While the “Game of the Year” discussion has already been pointed out as ridiculous (especially without having played Massive Loading Time Effect and Assassin’s Crossing Creed), I’ve found the range of suggestions interesting. Here are the games I’ve been hearing the most GotY talk about:
- Bioshock: This is the clear favorite in official awards, and for good reason. Tts thematic and gameplay elements are wound tightly together, each informing the other. The Little Sister/Big Daddy relationship is central to the story. It’s also the primary path to character advancement, it’s the core player choice, and it’s the primary combat element.
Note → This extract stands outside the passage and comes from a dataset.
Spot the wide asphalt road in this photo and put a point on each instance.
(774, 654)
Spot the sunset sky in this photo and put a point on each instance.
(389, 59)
Bioshock shows the power of picking only a couple core themes, and relentlessly iterating on them.
- Portal: I’ve heard a lot of developer support for Portal as GotY, while others have accused me of being “on crack” for making the suggestion. (Or, perhaps fairly, the “on crack” statement was referring to my mention of Zelda: Backtrack Hourglass.) Portal is much more relentlessly minimalist than Bioshock, and the result is limited in scope but almost flawless. Which makes this a surprising developer favorite, given that it makes their favorite pastime– bitching about the best games around– quite difficult.
- S.T.A.L.K.E.R.: This was a huge surprise to me, after hearing about the game’s early beta-quality release (and subsequent patching that brought it up to… late beta quality). In spite of this, I’ve heard quite a few people say it was their favorite game they’ve played this year. (In a strange twist, an acquaintance just tried to play through the extensively fan-patched Vampire: the Masquerade: Bloodlines. Even the hot vampire chicks couldn’t get him all the way through. So either STALKER is less buggy, or it has something even better than V:tM:B’s core mechanic of running around as a sexy vampire, seducing everyone in sight.)
This isn’t the post to go into it, but it’s also been a strong year for indies. Everyday Shooter and Dwarf Fortress have grabbed a lot of buzz, even if people probably clocked in the most time on Desktop Tower Defense.